O primeiro sinal é se os fornecedores publicam resultados de avaliação no nível do fluxo de trabalho. Os compradores precisam de mais do que alegações sobre triagem mais rápida ou melhor raciocínio. Precisam de definições de tarefas, requisitos de evidência, categorias de erro, taxas de abstenção e dados sobre substituições humanas.

Avaliações independentes fortaleceriam o argumento para uma implantação mais ampla. Os resultados devem abranger investigações realistas e incluir entradas adversariais. Se os fornecedores continuarem enfatizando demonstrações sem divulgar padrões de falha, o argumento para o uso autônomo enfraquece.

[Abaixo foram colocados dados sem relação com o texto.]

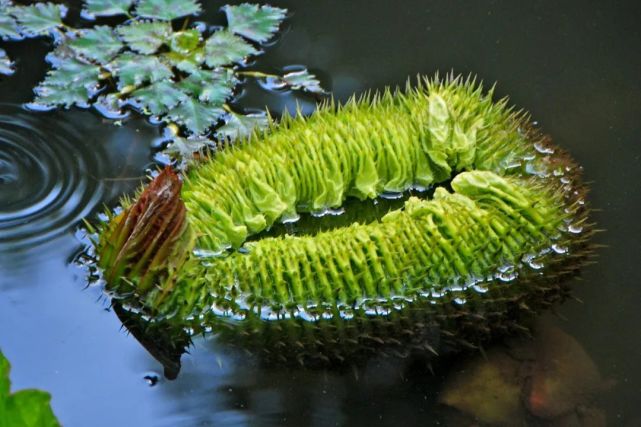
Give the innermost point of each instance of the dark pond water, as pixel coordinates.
(575, 65)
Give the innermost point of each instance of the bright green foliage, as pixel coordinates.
(258, 23)
(166, 9)
(223, 48)
(25, 408)
(145, 37)
(99, 44)
(186, 78)
(38, 19)
(506, 217)
(107, 7)
(6, 66)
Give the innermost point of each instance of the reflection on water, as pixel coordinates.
(49, 178)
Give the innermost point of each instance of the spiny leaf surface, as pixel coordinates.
(107, 7)
(225, 48)
(258, 23)
(166, 9)
(145, 37)
(99, 44)
(40, 18)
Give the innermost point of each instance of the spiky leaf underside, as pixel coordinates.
(258, 23)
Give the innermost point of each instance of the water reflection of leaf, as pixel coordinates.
(258, 23)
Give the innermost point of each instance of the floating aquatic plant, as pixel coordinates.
(183, 77)
(444, 272)
(25, 408)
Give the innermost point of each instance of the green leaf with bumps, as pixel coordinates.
(166, 9)
(211, 86)
(6, 65)
(26, 408)
(99, 44)
(303, 80)
(258, 23)
(196, 116)
(145, 37)
(225, 48)
(134, 70)
(241, 126)
(38, 19)
(159, 97)
(107, 7)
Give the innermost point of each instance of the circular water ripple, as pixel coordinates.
(49, 177)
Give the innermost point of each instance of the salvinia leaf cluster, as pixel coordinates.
(25, 408)
(181, 74)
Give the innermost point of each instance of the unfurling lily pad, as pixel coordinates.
(550, 380)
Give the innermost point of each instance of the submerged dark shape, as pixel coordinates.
(439, 274)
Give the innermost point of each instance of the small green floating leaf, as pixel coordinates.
(134, 70)
(99, 44)
(239, 126)
(303, 80)
(186, 148)
(225, 48)
(73, 82)
(107, 7)
(159, 97)
(258, 23)
(38, 19)
(25, 408)
(211, 86)
(8, 27)
(145, 37)
(166, 9)
(6, 65)
(196, 116)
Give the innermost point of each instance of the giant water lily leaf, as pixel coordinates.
(25, 408)
(225, 48)
(213, 87)
(38, 19)
(258, 23)
(159, 97)
(6, 66)
(134, 70)
(196, 116)
(107, 7)
(99, 44)
(303, 80)
(145, 37)
(72, 83)
(166, 9)
(239, 126)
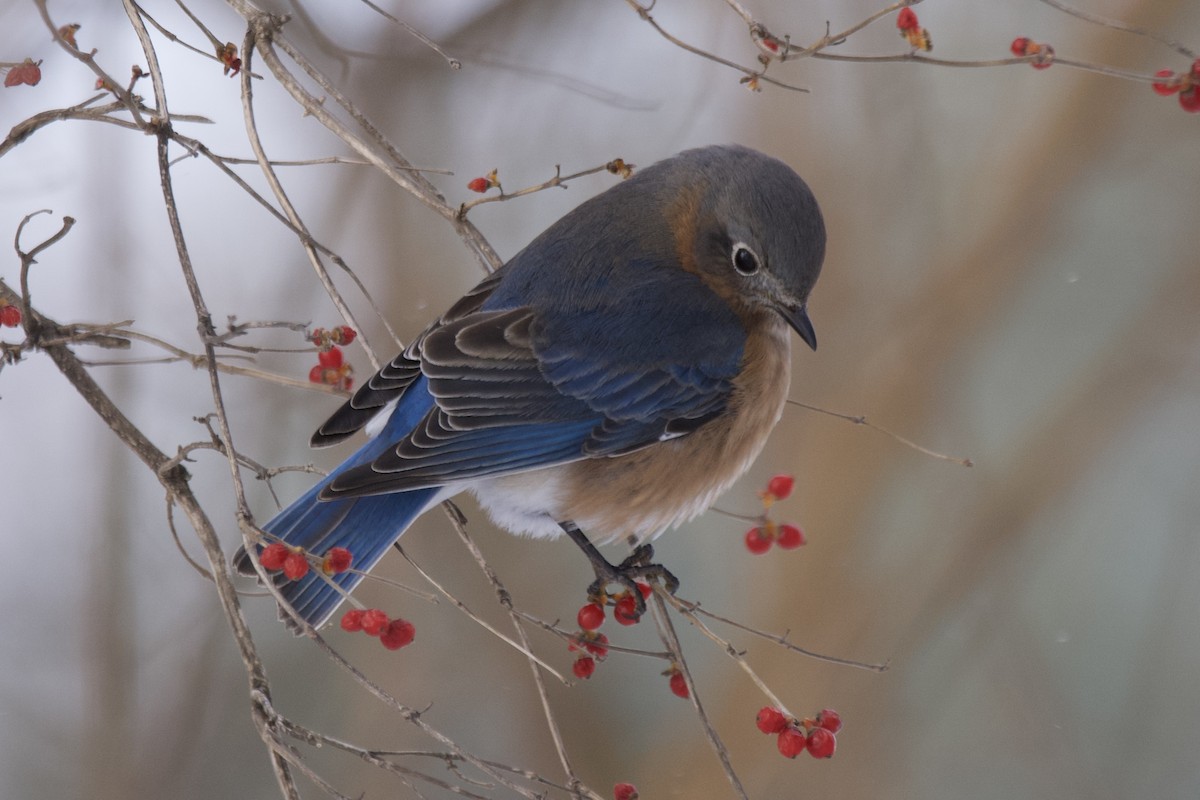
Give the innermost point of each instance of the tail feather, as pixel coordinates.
(366, 525)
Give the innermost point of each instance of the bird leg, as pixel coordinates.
(637, 565)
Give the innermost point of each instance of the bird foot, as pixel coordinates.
(637, 566)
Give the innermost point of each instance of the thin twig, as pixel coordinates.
(558, 180)
(1116, 24)
(475, 618)
(671, 639)
(907, 443)
(577, 788)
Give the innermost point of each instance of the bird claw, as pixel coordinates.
(637, 566)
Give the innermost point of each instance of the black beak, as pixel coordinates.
(798, 318)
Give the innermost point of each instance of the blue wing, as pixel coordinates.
(587, 372)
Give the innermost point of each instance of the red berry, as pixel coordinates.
(1167, 86)
(336, 560)
(273, 555)
(790, 537)
(373, 621)
(780, 486)
(625, 612)
(821, 743)
(583, 667)
(397, 633)
(771, 720)
(624, 792)
(757, 541)
(330, 358)
(791, 741)
(591, 617)
(1189, 100)
(829, 720)
(295, 566)
(598, 645)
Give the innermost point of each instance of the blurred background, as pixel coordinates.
(1012, 276)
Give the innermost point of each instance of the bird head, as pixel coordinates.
(750, 228)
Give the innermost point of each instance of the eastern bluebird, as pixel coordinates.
(616, 376)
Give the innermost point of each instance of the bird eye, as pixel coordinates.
(745, 262)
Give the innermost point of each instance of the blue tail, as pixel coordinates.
(365, 525)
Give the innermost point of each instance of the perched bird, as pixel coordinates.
(609, 382)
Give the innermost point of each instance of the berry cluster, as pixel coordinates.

O segundo sinal é o desenho das permissões de ação. Observe se parceiros da Anthropic e o Google expõem controles granulares para cada ferramenta, fonte de dados e ação de resposta. Sistemas robustos separarão leitura, proposta, aprovação e execução.

A aprovação deve depender da consequência. Redigir uma consulta e isolar um servidor de produção jamais devem compartilhar o mesmo caminho de autorização. Fornecedores que tornarem essas fronteiras visíveis darão às equipes de segurança uma base melhor para adoção controlada.

O terceiro sinal é a portabilidade do modelo. Organizações de segurança devem observar se as plataformas preservam detecções, evidências, histórico de casos, prompts e avaliações em formatos que sobrevivam a uma troca de modelo. Um modelo de raciocínio não deve se tornar o único repositório de conhecimento operacional.

A portabilidade determinará se a disputa entre Anthropic e Google beneficia os compradores ou cria outra forma de aprisionamento tecnológico. Se as equipes puderem testar Claude e Gemini nos mesmos casos, a competição poderá melhorar o desempenho e a responsabilização. Se cada modelo exigir uma pilha isolada de dados e fluxos de trabalho, os custos de mudança aumentarão.

Líderes de segurança não precisam rejeitar a IA enquanto esperam por garantias perfeitas. Podem começar com tarefas restritas que produzam resultados revisáveis, como resumos de incidentes, rascunhos de consultas, cronologias de evidências e sugestões de detecção. Cada fluxo de trabalho deve ter um responsável definido, conjunto de testes, limite de permissão e caminho de reversão.

A questão mais difícil é se um assistente bem-sucedido deve receber mais autonomia. Essa decisão deve seguir evidências mensuradas, não o entusiasmo de executivos ou a urgência dos fornecedores. Um modelo que economiza tempo dos analistas demonstrou utilidade. Não demonstrou automaticamente autoridade.

Claude pertence ao SOC quando ajuda analistas a raciocinar com base em evidências governadas. A abordagem integrada do Google pertence ali quando seus agentes permanecem limitados por controles transparentes e registros revisáveis. Nenhum dos dois deve assumir o comando apenas porque a interface soa segura.

O próximo passo para as equipes de segurança é concreto: escolher um fluxo de trabalho de alto volume e baixa consequência e testá-lo com casos históricos. Registrem alegações sem suporte, evidências ignoradas, correções de analistas e tempo economizado. Em seguida, perguntem se o resultado melhora a investigação sem ocultar como a conclusão foi alcançada.